The BBC is not a perfect institution. Like everyone else, we can and do make mistakes. But we always strive to be better, and we are always looking to reform.

That’s why we have been working so hard to modernise our organisation. Driving down efficiencies to industry-leading levels, with overheads just 6% of total costs. Reshaping and reprioritising what we do to meet the needs of today’s audiences – in news, on screen, on air and online.

We know we must do more to serve young people in particular. It’s something we’re determined to be radical on, and we’ll be setting out our plans very soon when we publish the BBC’s strategy for the year ahead.

The changes we have made to iPlayer are already making a real difference, with requests up 12% over last year. BBC Sounds is also growing quickly, and we will soon be introducing specialist curated music streams, bringing together existing programmes and making it really easy for listeners to find their favourite BBC content in one place.

The focus is on curation not expansion; helping audiences better discover the full breadth of what’s already on offer.

But don’t let anyone tell you that this will come at the expense of older audiences. We know they are often the people who value and rely on us most. They are our super-users and they will always be super-served.

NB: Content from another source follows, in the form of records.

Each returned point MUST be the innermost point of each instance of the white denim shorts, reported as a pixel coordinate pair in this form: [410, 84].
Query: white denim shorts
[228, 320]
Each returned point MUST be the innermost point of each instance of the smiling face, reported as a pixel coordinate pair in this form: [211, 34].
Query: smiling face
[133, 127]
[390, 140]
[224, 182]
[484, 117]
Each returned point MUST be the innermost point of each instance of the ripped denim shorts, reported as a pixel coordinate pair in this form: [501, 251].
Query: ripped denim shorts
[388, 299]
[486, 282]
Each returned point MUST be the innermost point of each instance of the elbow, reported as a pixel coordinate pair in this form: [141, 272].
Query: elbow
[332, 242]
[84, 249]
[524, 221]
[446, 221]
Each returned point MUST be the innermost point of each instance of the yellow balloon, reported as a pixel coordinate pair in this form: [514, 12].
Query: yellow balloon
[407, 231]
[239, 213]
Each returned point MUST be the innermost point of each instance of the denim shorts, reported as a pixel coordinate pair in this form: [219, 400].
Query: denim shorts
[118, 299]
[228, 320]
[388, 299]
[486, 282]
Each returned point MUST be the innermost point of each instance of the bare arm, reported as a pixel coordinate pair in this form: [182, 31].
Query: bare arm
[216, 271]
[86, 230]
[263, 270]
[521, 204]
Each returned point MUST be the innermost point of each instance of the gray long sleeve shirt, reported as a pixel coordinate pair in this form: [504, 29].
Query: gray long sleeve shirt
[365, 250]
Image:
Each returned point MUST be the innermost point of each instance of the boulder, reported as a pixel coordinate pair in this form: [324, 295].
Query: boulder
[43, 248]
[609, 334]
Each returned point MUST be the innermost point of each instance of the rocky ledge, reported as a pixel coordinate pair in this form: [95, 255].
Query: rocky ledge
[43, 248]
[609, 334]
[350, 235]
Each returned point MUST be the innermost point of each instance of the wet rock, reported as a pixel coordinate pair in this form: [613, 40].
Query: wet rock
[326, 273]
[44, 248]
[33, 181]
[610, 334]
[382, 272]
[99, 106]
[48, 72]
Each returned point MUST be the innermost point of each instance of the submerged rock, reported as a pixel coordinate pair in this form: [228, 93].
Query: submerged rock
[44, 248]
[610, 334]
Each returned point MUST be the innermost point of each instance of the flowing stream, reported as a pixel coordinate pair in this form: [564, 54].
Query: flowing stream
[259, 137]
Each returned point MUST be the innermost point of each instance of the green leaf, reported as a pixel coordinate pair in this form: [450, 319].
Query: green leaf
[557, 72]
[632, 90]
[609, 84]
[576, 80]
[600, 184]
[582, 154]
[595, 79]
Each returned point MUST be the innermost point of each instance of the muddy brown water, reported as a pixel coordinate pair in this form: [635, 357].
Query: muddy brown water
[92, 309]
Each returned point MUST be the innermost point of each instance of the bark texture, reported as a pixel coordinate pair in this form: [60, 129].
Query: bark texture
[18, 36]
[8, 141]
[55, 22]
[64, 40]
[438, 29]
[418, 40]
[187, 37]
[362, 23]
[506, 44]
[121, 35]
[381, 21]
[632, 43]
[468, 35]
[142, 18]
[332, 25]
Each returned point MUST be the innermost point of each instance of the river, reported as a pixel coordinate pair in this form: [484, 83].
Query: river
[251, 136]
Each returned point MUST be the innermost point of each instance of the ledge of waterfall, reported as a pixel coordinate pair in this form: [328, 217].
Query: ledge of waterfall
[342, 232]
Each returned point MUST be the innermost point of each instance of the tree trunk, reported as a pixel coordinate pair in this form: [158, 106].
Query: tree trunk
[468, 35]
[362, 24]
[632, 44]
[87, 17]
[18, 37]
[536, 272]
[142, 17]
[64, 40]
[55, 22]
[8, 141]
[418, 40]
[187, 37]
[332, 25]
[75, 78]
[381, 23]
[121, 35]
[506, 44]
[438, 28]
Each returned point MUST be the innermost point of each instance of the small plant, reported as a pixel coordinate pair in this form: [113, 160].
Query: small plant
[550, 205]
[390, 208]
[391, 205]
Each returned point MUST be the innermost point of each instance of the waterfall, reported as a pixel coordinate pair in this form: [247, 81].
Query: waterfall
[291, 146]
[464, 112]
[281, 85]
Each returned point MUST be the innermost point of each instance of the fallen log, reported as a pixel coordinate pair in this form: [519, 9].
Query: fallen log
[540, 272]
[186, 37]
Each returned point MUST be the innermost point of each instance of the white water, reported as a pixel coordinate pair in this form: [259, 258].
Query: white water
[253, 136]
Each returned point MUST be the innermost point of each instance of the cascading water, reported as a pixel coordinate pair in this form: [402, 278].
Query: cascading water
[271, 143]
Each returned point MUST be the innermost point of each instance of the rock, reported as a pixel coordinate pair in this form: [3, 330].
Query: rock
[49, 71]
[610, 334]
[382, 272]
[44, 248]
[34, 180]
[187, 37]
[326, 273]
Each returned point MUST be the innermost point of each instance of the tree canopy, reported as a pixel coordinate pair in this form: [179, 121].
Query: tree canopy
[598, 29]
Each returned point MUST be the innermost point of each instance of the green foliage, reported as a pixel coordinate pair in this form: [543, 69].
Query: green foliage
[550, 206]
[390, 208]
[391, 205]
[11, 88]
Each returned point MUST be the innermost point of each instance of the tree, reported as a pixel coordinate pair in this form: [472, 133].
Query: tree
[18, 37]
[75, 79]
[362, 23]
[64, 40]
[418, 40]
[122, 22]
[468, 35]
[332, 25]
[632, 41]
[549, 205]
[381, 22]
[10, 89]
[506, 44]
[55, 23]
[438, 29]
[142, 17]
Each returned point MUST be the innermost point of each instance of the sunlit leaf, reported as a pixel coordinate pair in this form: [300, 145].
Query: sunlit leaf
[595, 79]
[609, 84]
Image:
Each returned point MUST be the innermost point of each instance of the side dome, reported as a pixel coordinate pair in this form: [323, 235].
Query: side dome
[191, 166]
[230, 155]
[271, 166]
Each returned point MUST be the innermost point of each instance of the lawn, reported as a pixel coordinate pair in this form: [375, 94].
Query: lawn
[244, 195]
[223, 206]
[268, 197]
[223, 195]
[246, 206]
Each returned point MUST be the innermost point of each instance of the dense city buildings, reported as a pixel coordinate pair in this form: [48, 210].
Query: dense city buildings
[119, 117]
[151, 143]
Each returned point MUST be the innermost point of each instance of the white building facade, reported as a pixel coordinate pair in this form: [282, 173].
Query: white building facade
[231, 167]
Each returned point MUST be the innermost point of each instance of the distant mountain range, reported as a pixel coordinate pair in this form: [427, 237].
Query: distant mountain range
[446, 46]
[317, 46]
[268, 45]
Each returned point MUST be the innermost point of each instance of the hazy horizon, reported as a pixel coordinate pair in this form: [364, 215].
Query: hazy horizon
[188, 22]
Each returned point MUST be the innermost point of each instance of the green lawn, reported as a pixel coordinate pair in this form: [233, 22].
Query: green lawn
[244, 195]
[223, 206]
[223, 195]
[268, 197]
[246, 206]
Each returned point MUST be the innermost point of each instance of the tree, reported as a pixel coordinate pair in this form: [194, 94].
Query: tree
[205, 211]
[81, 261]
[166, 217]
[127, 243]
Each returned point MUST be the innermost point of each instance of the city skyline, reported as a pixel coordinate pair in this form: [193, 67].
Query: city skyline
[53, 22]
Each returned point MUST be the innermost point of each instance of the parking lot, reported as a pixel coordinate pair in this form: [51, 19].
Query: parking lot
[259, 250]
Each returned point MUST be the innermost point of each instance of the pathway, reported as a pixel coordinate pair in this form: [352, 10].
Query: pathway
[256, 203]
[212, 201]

Big change at the BBC will need to continue. We will need to go further to switch spending from activities that no longer serve audiences towards those that serve them better. We will need to make more difficult cuts and more tough choices.

This will require a broader debate involving all audiences. We will also be ready to debate our funding model when the time comes – remembering that the current licence fee model is guaranteed until 2027. But let’s not put the cart before the horse. Let’s first decide what kind of BBC we want for this country, then work out how best to achieve and fund it.

Above all, in seeking to change, let’s not risk undermining what makes the BBC such a priceless asset for Britain. Today the country faces a broad range of challenges, and it’s part of our public service mission to help the nation respond.

Whatever your view of the BBC, no other institution is woven so deeply into the fabric of British national life. No other British brand resonates so strongly as a cultural force around the world. No one else has the potential to serve the UK so powerfully in the years ahead, helping to unite us a nation at home and represent global Britain abroad.